St. George's Church (Biserica Sfântul Gheorghe) is a Romanian Orthodox church located at 1 Piața Andrei Șaguna, Sfântu Gheorghe, Romania. It is dedicated to Saint George.

The town’s Romanian community had a wooden church as early as 1750. In 1790, the authorities of the Principality of Transylvania approved the construction of a new Orthodox church. Another wooden church was built on the site of the old one. Later, in 1802, a stone spire was added, which survives to this day.

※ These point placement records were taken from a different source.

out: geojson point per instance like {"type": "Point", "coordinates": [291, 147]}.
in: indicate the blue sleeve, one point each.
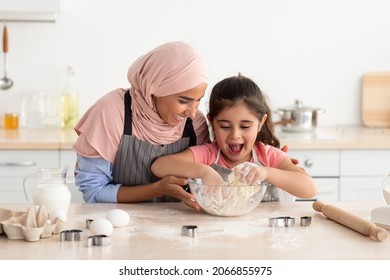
{"type": "Point", "coordinates": [93, 178]}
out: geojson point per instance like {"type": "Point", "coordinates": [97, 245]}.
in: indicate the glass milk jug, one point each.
{"type": "Point", "coordinates": [386, 188]}
{"type": "Point", "coordinates": [50, 189]}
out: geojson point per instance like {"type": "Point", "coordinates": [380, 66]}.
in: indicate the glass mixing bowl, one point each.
{"type": "Point", "coordinates": [227, 200]}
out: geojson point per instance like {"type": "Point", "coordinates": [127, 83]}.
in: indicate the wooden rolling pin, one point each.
{"type": "Point", "coordinates": [350, 220]}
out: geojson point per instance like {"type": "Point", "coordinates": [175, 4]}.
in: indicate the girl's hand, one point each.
{"type": "Point", "coordinates": [212, 177]}
{"type": "Point", "coordinates": [285, 149]}
{"type": "Point", "coordinates": [250, 173]}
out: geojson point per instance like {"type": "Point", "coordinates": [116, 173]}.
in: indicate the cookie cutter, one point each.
{"type": "Point", "coordinates": [88, 222]}
{"type": "Point", "coordinates": [189, 230]}
{"type": "Point", "coordinates": [282, 222]}
{"type": "Point", "coordinates": [98, 240]}
{"type": "Point", "coordinates": [305, 221]}
{"type": "Point", "coordinates": [70, 235]}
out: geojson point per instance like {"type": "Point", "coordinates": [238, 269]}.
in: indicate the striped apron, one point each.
{"type": "Point", "coordinates": [134, 157]}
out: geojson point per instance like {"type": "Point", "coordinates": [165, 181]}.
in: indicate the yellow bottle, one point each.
{"type": "Point", "coordinates": [69, 102]}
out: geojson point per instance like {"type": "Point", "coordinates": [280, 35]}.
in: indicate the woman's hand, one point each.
{"type": "Point", "coordinates": [173, 186]}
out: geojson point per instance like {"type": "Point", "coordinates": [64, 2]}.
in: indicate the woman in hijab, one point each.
{"type": "Point", "coordinates": [125, 130]}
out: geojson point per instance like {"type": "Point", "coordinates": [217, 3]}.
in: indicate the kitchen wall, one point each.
{"type": "Point", "coordinates": [313, 50]}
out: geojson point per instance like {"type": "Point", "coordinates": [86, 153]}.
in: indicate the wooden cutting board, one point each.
{"type": "Point", "coordinates": [376, 99]}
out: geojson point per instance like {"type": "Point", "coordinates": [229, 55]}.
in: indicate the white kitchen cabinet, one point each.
{"type": "Point", "coordinates": [15, 165]}
{"type": "Point", "coordinates": [29, 10]}
{"type": "Point", "coordinates": [323, 166]}
{"type": "Point", "coordinates": [68, 158]}
{"type": "Point", "coordinates": [361, 173]}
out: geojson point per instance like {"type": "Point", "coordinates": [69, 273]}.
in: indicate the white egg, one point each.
{"type": "Point", "coordinates": [101, 226]}
{"type": "Point", "coordinates": [59, 214]}
{"type": "Point", "coordinates": [118, 217]}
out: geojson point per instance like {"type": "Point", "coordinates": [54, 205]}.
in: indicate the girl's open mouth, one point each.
{"type": "Point", "coordinates": [236, 148]}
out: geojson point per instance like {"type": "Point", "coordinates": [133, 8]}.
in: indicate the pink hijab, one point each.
{"type": "Point", "coordinates": [168, 69]}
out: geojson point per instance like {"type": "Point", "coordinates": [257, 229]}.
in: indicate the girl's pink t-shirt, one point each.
{"type": "Point", "coordinates": [267, 155]}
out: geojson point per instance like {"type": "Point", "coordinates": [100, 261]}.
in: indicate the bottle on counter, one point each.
{"type": "Point", "coordinates": [386, 188]}
{"type": "Point", "coordinates": [69, 101]}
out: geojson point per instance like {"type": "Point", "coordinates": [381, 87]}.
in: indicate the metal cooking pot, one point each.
{"type": "Point", "coordinates": [298, 118]}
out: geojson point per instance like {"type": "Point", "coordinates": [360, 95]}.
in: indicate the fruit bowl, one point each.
{"type": "Point", "coordinates": [227, 200]}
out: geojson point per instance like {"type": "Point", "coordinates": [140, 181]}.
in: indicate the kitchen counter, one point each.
{"type": "Point", "coordinates": [37, 139]}
{"type": "Point", "coordinates": [339, 138]}
{"type": "Point", "coordinates": [323, 138]}
{"type": "Point", "coordinates": [154, 232]}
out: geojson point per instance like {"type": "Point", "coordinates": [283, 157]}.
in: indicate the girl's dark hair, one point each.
{"type": "Point", "coordinates": [229, 91]}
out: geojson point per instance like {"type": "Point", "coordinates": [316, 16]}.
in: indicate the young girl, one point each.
{"type": "Point", "coordinates": [243, 130]}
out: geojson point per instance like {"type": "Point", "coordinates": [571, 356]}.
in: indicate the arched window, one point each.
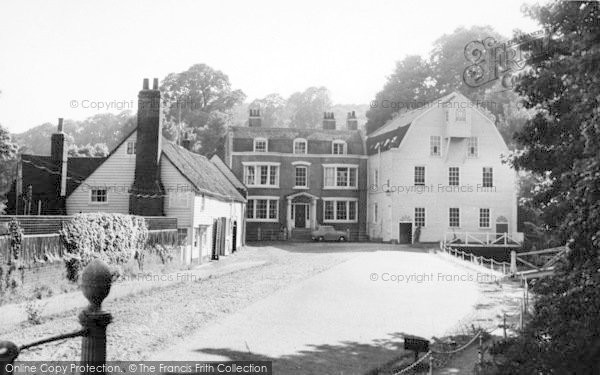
{"type": "Point", "coordinates": [338, 147]}
{"type": "Point", "coordinates": [300, 146]}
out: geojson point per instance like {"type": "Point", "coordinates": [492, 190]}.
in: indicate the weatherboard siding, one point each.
{"type": "Point", "coordinates": [116, 175]}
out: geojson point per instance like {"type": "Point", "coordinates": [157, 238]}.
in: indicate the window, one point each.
{"type": "Point", "coordinates": [131, 147]}
{"type": "Point", "coordinates": [260, 145]}
{"type": "Point", "coordinates": [488, 177]}
{"type": "Point", "coordinates": [419, 216]}
{"type": "Point", "coordinates": [99, 196]}
{"type": "Point", "coordinates": [299, 146]}
{"type": "Point", "coordinates": [262, 208]}
{"type": "Point", "coordinates": [338, 148]}
{"type": "Point", "coordinates": [484, 217]}
{"type": "Point", "coordinates": [301, 176]}
{"type": "Point", "coordinates": [340, 176]}
{"type": "Point", "coordinates": [435, 145]}
{"type": "Point", "coordinates": [260, 174]}
{"type": "Point", "coordinates": [472, 151]}
{"type": "Point", "coordinates": [178, 199]}
{"type": "Point", "coordinates": [453, 176]}
{"type": "Point", "coordinates": [420, 176]}
{"type": "Point", "coordinates": [181, 236]}
{"type": "Point", "coordinates": [339, 210]}
{"type": "Point", "coordinates": [454, 217]}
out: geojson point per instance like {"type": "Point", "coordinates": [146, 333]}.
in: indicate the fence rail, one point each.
{"type": "Point", "coordinates": [503, 267]}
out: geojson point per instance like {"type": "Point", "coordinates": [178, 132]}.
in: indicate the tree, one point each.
{"type": "Point", "coordinates": [273, 109]}
{"type": "Point", "coordinates": [561, 146]}
{"type": "Point", "coordinates": [98, 150]}
{"type": "Point", "coordinates": [306, 108]}
{"type": "Point", "coordinates": [191, 96]}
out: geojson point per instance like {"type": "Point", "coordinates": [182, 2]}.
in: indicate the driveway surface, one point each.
{"type": "Point", "coordinates": [346, 320]}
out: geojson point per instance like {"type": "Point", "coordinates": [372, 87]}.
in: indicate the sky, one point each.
{"type": "Point", "coordinates": [69, 58]}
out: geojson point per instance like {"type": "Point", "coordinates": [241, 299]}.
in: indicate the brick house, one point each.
{"type": "Point", "coordinates": [439, 168]}
{"type": "Point", "coordinates": [146, 175]}
{"type": "Point", "coordinates": [297, 179]}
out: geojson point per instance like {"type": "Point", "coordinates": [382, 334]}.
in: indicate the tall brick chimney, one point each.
{"type": "Point", "coordinates": [328, 121]}
{"type": "Point", "coordinates": [58, 153]}
{"type": "Point", "coordinates": [147, 196]}
{"type": "Point", "coordinates": [352, 121]}
{"type": "Point", "coordinates": [254, 120]}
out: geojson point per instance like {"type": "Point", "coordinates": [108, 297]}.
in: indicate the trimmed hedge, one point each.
{"type": "Point", "coordinates": [114, 238]}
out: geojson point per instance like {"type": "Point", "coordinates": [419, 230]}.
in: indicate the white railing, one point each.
{"type": "Point", "coordinates": [494, 265]}
{"type": "Point", "coordinates": [482, 239]}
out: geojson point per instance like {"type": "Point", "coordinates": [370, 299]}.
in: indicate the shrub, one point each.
{"type": "Point", "coordinates": [114, 238]}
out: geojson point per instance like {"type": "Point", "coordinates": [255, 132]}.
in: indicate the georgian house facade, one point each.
{"type": "Point", "coordinates": [440, 168]}
{"type": "Point", "coordinates": [298, 179]}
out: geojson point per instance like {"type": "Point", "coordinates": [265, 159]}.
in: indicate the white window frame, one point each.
{"type": "Point", "coordinates": [458, 176]}
{"type": "Point", "coordinates": [470, 142]}
{"type": "Point", "coordinates": [298, 141]}
{"type": "Point", "coordinates": [489, 218]}
{"type": "Point", "coordinates": [459, 218]}
{"type": "Point", "coordinates": [269, 199]}
{"type": "Point", "coordinates": [260, 139]}
{"type": "Point", "coordinates": [131, 147]}
{"type": "Point", "coordinates": [435, 140]}
{"type": "Point", "coordinates": [256, 166]}
{"type": "Point", "coordinates": [96, 189]}
{"type": "Point", "coordinates": [179, 199]}
{"type": "Point", "coordinates": [483, 177]}
{"type": "Point", "coordinates": [335, 172]}
{"type": "Point", "coordinates": [335, 201]}
{"type": "Point", "coordinates": [296, 186]}
{"type": "Point", "coordinates": [339, 142]}
{"type": "Point", "coordinates": [424, 216]}
{"type": "Point", "coordinates": [415, 175]}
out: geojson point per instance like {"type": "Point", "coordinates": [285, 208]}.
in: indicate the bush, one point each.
{"type": "Point", "coordinates": [114, 238]}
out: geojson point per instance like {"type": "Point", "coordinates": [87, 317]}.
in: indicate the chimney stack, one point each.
{"type": "Point", "coordinates": [58, 154]}
{"type": "Point", "coordinates": [186, 142]}
{"type": "Point", "coordinates": [351, 121]}
{"type": "Point", "coordinates": [254, 120]}
{"type": "Point", "coordinates": [147, 195]}
{"type": "Point", "coordinates": [328, 121]}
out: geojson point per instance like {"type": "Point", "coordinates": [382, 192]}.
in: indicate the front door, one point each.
{"type": "Point", "coordinates": [300, 216]}
{"type": "Point", "coordinates": [405, 233]}
{"type": "Point", "coordinates": [501, 228]}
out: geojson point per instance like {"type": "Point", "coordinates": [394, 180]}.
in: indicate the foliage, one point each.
{"type": "Point", "coordinates": [561, 146]}
{"type": "Point", "coordinates": [104, 128]}
{"type": "Point", "coordinates": [12, 273]}
{"type": "Point", "coordinates": [114, 238]}
{"type": "Point", "coordinates": [89, 150]}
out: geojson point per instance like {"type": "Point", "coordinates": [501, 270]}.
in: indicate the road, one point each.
{"type": "Point", "coordinates": [345, 320]}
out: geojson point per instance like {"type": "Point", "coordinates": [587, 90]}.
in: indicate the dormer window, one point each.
{"type": "Point", "coordinates": [131, 147]}
{"type": "Point", "coordinates": [300, 146]}
{"type": "Point", "coordinates": [260, 145]}
{"type": "Point", "coordinates": [338, 148]}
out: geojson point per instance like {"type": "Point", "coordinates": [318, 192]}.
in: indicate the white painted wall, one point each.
{"type": "Point", "coordinates": [397, 167]}
{"type": "Point", "coordinates": [116, 175]}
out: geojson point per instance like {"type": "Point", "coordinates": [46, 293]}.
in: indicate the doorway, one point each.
{"type": "Point", "coordinates": [405, 236]}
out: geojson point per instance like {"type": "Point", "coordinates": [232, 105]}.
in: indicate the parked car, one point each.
{"type": "Point", "coordinates": [328, 233]}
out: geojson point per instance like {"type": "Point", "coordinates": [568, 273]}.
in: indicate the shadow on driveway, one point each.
{"type": "Point", "coordinates": [337, 247]}
{"type": "Point", "coordinates": [348, 357]}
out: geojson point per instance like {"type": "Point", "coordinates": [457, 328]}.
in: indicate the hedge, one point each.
{"type": "Point", "coordinates": [114, 238]}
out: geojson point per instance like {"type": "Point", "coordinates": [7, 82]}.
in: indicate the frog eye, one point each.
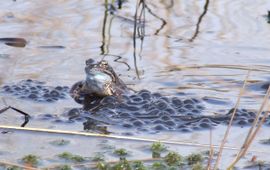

After 1850, the local Romanians began to demand a new church and school, both of which had fallen into disrepair. Their petitions asking to build in the town center, sent starting in 1862, went unanswered. Thus, they decided to rebuild the extant structures. In 1870, Metropolitan Andrei Șaguna sent an appeal for donations, which came from Transylvania as well as Romania. Șaguna consecrated the new church in 1872.

In 1916, during World War I, the church was used as a prison and then a barn for the horses of German troops, suffering serious damage. The priest was imprisoned from 1915 to 1917, charged with high treason. The church was repaired between 1919 and 1922, and new bells were donated. Metropolitan Nicolae Bălan rededicated the church in 1923.

A second Romanian church opened in Sfântu Gheorghe in 1924; in the autumn of 1940, following the Second Vienna Award, both priests left for Brașov under pressure from the new Hungarian authorities. The parish remained vacant until 1941, when Bishop Nicolae Colan named a new priest. Another priest left in 1990, during the ethnic tensions that followed the Romanian Revolution. Between 1790 and 1938, with only brief interruptions, the parish priests came from the Popoviciu family, several of whose members lie buried in the churchyard.

The church is rectangular, without apses. The altar is separated from the nave by a wooden iconostasis, which has icons from 1872. The church was repaired and the interior walls painted in 1993. Entrance is through the tower, which is made of fired brick and nearly 15 meters high. The nave is around 5 meters high. The thick walls hold eight stained glass windows in the nave and three in the altar. The church is listed as a historic monument by Romania's Ministry of Culture and Religious Affairs.